Il y a un certain soulagement comique, mais c’est très impassible, comme lorsqu’un personnage secondaire est excessivement excité par son repas végétalien. Cela peut apaiser la tension de réaliser que le démon/esprit/quoi que ce soit est apparemment un fan d’exposition et n’apparaît pas chaque fois que Rose apprend activement des informations qui font avancer l’intrigue. Au moment où elle obtient un temps d’arrêt, cependant, faites attention.

Sourire | Bande-annonce officielle (film 2022)

Bacon est à l’écran dans presque toutes les scènes et elle rend le parcours de Rose de conseiller en traumatologie à traumatisé entièrement convaincant. Bien qu’elle vienne de la royauté par intérim – la fille de Kevin Bacon et Kyra Sedgewick – il n’y a pas de vanité d’acteur ici. Émotionnellement, elle laisse tout sur la table. Kyle Gallner, actuellement excellent sur Hulu en tant que criminel agressif dans Dîner en Amérique, va merveilleusement dans l’autre sens ici, en tant qu’ex compréhensif de Rose qui se trouve être un flic. Son personnage contraste avec Jessie T. Usher en tant que fiancé de Rose, qui est gentil mais largement inefficace, mais au crédit du film, il centre avec désinvolture un couple interracial sans commentaire ni maladresse.
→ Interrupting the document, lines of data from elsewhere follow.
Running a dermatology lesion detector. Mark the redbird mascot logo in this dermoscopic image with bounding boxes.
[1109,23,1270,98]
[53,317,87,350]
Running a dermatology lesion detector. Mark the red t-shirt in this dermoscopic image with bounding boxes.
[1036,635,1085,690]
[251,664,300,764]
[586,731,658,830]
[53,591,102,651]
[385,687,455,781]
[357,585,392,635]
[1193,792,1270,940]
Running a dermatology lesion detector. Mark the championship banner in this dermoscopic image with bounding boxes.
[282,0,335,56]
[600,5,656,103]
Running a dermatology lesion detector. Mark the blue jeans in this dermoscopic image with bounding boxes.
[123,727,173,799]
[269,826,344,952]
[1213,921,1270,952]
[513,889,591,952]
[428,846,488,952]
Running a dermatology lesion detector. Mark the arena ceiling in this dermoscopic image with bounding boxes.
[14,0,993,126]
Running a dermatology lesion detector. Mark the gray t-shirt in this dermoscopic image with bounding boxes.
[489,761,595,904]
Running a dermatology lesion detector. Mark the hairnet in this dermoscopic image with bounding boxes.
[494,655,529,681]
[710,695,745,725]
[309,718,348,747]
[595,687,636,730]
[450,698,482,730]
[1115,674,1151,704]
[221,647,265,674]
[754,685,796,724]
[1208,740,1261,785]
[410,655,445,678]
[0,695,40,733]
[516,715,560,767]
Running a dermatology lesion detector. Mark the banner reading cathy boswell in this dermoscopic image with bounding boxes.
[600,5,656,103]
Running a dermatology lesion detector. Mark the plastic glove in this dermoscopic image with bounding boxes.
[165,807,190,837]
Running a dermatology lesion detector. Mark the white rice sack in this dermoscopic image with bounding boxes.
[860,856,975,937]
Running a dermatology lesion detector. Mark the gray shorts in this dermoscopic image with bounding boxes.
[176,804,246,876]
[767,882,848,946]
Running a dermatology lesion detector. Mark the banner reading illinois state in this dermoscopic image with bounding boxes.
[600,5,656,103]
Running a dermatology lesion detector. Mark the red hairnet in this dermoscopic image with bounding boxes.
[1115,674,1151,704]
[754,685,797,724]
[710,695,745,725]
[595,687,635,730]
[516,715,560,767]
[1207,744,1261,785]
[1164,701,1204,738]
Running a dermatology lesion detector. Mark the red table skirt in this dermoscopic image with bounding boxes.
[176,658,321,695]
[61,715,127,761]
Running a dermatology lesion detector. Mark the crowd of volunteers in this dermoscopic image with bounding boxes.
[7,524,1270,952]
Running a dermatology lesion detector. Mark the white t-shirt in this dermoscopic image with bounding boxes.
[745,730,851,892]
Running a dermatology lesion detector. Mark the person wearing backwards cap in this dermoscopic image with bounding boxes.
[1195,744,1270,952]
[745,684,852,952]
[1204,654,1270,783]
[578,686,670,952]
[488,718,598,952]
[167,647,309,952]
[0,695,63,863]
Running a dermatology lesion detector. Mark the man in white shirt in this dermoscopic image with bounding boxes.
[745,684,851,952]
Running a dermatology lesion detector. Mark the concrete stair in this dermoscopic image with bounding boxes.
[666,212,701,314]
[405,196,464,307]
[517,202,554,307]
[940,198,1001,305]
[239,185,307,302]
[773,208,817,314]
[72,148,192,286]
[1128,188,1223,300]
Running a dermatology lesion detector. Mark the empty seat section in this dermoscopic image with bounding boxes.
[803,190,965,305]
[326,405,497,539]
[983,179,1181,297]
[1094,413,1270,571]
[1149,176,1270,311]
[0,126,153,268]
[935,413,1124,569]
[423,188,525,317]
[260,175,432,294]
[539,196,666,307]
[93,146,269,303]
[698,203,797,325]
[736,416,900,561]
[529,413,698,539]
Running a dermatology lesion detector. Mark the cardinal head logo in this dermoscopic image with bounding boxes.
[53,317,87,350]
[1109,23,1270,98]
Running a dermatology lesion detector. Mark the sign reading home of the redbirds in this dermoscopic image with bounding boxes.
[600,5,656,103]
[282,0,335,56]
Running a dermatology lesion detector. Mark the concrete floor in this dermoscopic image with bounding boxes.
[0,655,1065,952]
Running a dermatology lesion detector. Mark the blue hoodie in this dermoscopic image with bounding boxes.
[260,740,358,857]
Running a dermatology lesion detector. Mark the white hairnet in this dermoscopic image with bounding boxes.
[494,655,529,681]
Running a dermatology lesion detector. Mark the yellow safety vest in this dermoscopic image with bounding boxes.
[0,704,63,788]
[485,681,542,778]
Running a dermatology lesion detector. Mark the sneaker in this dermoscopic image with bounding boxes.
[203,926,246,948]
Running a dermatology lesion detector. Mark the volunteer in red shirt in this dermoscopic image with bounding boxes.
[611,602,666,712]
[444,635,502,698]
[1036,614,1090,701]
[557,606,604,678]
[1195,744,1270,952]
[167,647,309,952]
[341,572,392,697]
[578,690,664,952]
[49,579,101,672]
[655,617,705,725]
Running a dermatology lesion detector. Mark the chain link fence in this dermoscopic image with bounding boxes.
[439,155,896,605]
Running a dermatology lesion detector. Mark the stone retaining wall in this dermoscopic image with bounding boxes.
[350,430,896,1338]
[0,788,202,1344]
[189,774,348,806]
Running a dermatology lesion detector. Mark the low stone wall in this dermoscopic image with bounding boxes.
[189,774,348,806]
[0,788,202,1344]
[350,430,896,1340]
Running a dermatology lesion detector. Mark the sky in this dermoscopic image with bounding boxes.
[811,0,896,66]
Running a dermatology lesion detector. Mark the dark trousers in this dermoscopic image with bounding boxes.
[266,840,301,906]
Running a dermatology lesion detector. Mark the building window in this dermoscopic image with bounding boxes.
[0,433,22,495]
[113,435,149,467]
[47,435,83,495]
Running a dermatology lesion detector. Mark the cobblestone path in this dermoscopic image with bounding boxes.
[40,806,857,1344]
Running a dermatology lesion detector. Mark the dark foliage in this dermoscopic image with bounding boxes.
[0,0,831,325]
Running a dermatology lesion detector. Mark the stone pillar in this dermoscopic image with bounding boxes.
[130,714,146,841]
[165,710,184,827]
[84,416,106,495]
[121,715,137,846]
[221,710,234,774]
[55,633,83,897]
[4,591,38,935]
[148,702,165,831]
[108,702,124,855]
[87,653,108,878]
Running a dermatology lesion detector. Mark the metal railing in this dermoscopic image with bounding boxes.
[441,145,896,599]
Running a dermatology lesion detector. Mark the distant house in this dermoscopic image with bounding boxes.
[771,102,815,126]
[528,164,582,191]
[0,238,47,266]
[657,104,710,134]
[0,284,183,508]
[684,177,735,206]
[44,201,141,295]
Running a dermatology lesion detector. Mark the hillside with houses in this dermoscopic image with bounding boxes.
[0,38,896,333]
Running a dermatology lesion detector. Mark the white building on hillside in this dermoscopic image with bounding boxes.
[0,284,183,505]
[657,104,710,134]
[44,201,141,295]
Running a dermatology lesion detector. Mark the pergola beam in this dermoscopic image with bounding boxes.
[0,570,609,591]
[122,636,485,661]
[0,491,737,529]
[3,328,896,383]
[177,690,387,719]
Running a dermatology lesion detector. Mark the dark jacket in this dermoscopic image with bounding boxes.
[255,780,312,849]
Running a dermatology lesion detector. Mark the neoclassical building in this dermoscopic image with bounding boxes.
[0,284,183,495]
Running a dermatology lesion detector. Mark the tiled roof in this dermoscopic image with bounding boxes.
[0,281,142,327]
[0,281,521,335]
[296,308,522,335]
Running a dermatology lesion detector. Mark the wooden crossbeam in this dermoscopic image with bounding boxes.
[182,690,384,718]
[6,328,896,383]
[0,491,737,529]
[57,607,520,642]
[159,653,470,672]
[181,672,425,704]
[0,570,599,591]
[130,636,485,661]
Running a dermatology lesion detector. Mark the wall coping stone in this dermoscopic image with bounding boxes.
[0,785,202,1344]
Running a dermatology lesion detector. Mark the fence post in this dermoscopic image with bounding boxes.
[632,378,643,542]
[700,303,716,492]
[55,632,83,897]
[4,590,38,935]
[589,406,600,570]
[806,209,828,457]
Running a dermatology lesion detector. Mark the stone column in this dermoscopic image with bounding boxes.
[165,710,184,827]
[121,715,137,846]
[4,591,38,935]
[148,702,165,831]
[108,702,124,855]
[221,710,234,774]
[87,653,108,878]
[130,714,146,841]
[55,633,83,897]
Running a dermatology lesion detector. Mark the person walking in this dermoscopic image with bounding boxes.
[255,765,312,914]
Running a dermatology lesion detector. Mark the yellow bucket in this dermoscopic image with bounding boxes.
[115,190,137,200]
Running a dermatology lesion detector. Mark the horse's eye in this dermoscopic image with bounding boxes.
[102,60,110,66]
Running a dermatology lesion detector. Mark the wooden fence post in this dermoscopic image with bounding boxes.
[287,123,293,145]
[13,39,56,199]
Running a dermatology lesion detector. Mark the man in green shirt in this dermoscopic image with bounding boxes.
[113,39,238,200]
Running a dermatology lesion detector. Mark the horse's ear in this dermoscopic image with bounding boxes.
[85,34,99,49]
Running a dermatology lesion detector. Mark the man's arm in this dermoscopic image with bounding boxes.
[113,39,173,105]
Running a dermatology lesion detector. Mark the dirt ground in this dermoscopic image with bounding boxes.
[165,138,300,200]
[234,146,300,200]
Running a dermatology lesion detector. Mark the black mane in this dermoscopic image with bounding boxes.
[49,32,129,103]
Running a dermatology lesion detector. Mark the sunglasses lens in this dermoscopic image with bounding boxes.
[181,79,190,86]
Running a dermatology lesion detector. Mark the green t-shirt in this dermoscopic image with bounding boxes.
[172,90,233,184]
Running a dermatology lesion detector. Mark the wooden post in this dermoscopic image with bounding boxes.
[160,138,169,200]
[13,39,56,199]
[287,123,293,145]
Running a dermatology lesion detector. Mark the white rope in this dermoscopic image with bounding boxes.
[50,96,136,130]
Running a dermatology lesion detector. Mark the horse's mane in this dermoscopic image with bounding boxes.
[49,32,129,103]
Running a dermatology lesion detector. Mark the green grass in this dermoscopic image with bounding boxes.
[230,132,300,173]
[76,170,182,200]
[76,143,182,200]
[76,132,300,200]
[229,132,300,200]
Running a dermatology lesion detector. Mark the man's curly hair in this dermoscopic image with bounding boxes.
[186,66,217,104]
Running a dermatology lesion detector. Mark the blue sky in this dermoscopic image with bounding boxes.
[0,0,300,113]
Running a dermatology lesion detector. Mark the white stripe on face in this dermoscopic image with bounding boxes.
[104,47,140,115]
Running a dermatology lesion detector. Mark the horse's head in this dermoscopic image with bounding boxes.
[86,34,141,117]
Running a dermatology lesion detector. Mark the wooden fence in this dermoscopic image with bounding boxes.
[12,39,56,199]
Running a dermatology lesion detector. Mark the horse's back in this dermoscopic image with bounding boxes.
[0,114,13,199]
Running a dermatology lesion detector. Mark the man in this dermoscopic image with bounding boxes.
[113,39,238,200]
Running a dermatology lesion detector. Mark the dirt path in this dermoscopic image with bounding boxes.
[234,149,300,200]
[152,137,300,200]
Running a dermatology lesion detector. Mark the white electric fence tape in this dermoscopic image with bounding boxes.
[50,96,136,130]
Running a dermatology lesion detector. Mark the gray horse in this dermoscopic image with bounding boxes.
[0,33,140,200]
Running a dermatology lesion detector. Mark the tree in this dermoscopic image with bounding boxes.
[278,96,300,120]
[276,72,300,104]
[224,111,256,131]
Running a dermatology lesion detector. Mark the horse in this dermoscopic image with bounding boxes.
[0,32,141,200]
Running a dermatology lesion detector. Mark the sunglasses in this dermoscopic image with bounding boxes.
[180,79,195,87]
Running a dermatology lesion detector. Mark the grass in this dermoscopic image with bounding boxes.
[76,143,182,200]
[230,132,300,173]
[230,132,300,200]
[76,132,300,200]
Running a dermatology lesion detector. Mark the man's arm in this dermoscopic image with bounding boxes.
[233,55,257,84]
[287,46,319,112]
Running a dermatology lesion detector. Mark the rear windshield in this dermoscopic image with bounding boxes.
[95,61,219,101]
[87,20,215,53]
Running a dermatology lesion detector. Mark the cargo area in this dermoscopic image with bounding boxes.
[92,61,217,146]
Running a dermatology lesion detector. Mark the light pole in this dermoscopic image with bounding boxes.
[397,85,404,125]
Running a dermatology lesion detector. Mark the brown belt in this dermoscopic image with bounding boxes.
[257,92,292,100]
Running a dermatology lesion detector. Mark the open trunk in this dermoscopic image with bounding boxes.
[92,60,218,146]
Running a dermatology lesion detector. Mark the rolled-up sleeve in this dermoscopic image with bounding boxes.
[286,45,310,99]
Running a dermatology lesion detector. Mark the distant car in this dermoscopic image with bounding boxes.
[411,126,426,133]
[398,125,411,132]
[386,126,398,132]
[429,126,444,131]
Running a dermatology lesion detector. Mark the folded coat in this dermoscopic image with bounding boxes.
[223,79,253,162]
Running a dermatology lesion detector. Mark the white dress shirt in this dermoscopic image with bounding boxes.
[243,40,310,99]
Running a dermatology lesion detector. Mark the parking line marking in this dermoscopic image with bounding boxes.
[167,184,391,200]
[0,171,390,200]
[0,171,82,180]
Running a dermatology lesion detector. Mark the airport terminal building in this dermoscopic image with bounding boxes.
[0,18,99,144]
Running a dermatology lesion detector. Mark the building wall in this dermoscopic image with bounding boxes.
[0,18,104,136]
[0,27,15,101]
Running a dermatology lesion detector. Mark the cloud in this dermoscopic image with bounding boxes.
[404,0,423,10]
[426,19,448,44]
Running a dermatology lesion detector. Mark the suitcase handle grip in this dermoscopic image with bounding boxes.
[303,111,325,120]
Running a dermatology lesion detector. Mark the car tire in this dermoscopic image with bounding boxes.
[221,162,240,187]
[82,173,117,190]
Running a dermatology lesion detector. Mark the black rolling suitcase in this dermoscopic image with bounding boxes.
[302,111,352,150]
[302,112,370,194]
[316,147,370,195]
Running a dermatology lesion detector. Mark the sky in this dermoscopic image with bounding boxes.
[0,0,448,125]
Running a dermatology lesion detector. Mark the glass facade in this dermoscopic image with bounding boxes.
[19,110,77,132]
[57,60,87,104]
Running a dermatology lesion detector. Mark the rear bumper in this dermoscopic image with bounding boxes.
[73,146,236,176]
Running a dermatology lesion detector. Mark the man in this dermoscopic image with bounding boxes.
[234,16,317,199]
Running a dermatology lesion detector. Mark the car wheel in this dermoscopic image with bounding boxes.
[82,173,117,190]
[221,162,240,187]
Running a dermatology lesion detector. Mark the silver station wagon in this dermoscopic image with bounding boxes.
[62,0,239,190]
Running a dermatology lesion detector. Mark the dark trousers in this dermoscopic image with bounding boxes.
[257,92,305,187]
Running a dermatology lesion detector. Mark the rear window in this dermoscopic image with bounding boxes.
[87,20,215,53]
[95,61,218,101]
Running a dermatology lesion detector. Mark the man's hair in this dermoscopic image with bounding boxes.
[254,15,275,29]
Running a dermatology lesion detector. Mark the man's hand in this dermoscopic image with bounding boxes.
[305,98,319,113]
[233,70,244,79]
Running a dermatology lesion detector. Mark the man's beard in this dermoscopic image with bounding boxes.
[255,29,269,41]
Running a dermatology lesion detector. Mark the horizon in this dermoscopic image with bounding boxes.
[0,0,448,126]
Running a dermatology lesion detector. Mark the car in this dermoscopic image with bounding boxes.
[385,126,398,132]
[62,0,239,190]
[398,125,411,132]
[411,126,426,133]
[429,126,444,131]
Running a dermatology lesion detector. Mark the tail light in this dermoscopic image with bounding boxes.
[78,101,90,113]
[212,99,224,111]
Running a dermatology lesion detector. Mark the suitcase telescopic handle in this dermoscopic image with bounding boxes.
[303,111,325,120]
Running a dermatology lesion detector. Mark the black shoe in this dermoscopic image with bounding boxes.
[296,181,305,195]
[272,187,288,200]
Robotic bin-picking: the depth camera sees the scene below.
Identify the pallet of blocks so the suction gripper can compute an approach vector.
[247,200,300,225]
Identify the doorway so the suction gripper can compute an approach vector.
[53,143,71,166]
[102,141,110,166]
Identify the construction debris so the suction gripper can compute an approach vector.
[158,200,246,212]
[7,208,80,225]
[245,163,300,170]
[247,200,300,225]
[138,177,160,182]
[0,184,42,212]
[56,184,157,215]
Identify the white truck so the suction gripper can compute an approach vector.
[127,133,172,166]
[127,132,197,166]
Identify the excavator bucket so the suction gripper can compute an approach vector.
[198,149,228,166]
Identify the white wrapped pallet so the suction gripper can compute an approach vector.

Bien qu’une grande partie du maquillage spécial implique du sang et des tripes typiques, ainsi que le genre de modifications numériques mineures aux sourires des victimes que Soundgarden a utilisées dans le clip de « Black Hole Sun », l’équipe d’effets d’Amalgamated Dynamics rassemble des éléments vraiment dérangeants. images pour le dernier tiers du film. Le sourire est incapable de résister à la tentation d’une suite potentielle, mais Finn offre néanmoins une résolution efficace. Lier la force du mal à un traumatisme persistant – et devoir sourire au pire – est l’arme la plus puissante du film et ce qui le différencie finalement des prédécesseurs comme Destination finale ou Oculus. Il est évident que Finn puise beaucoup dans ses favoris, mais Le sourire suggère que leur compétence et leur efficacité lui ont été transmises avec succès.